Então, a ideia é ir lixando gradualmente e tentando recuperar o brilho, polindo. Não é boa ideia desvastar tudo de uma vez e depois ao polir chegar á conclusão que, oooppps, asneirei.
Lixar um pouco, polir, ver o resultado, repetir o processo as vezes necessarias, perde-se muito tempo mas trabalha-se com segurança. E se tiver de ficar um pouco menos que perfeito, seja. Há uma zona junto do esguicho que me deixou apreensivo e ficou com umas ligeiras marcas, mas ficou com verniz, e a sensação que eu tive foi que mais um bocadinho...e podia estragar tudo o que de bom já tinha sido feito. Ficaram uns risquinhos...mas ficou verniz, e é assim que eu acho que deve ser.

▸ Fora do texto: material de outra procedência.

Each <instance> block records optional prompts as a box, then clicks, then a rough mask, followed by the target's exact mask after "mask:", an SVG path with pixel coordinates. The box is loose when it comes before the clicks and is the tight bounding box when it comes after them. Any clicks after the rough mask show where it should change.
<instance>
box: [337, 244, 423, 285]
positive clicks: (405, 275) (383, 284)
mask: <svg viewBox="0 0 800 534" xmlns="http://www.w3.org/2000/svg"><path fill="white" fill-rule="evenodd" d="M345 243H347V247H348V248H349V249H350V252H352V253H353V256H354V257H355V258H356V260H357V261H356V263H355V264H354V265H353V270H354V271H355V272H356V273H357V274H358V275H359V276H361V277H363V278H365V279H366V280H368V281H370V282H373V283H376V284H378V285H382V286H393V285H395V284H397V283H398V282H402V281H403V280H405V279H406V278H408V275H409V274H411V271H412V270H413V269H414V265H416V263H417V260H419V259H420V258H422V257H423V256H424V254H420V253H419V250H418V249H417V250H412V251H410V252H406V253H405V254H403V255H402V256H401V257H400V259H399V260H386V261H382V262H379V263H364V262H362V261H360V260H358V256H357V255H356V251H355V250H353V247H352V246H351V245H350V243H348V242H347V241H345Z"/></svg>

É bom que se frize que o resultado não foi perfeito, longe disso. A base estava longe de ser a melhor. Os plasticos, meus Deus, estão-me atravessados. Então uns pintados nas orlas do tejadilho...tentamos tanta coisa, as obvias e mesmo as menos convencionais, e o resultado confesso que me deixou bastante a desejar. Que bruxedo...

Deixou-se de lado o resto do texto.